You're assuming the only incentives are carrots. There are sticks as well. I'd agree with you that on the whole carrots are a better incentive. But what is the point of sparing the child from a stick in school, if it'll lead him to a lifetime of sticks in the form of low income jobs?

quote:
The real problem is kids do not want to learn. And why should they? The only people who become rich are actors, inventors, and drug dealers. All the other high paying professions outsource their development to foreign nations, or import foreign workers so they do not have to pay them what they are worth.

That more reflects your loss of faith in the country than it does reality. My extended family and myself are all immigrants (none on H-1Bs). Each family came to this country with only $1000 in our name (that was all our native country would let us take with us at the time). Since then, most of us have made upper-middle class lives for ourselves. Three people started and own million dollar companies. One started and owns a multi-million dollar chain of cell phone stores. The worst off lives in a trailer home, but makes do. Our parents stressed to us, and we stress to our kids, the importance of a good education, and living within our means (my early childhood was spent in low income housing).
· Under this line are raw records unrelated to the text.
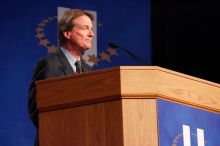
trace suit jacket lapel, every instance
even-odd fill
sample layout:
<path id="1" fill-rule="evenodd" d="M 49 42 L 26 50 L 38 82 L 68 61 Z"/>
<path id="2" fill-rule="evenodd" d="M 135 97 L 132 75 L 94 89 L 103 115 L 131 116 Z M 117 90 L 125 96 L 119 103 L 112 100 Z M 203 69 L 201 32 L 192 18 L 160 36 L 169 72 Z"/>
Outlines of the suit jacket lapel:
<path id="1" fill-rule="evenodd" d="M 61 68 L 62 68 L 64 74 L 65 75 L 74 74 L 74 71 L 73 71 L 69 61 L 67 60 L 66 56 L 64 55 L 64 53 L 62 52 L 61 49 L 58 49 L 57 56 L 58 56 L 58 59 L 61 63 Z"/>

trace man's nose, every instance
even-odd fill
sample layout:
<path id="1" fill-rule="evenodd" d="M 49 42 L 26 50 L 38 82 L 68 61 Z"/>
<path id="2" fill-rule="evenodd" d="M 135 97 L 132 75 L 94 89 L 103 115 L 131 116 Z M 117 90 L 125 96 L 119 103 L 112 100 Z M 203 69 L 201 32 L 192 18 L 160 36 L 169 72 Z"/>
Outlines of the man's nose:
<path id="1" fill-rule="evenodd" d="M 92 29 L 89 31 L 89 37 L 94 37 L 94 32 L 92 31 Z"/>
The opportunity is there. In the case of K-12 education it's handed to you on a silver platter. You just have to reach out and grasp it. If you instead wallow in self-pity that others are taking it from you, it becomes a self-fulfilling prophecy. The companies getting these H-1Bs didn't get them because they sat and whined about how there weren't enough skilled workers. They got them because they worked and lobbied for them. If you want to eliminate them, you have to work to succeed and lobby for to end them, not sit and whine about it.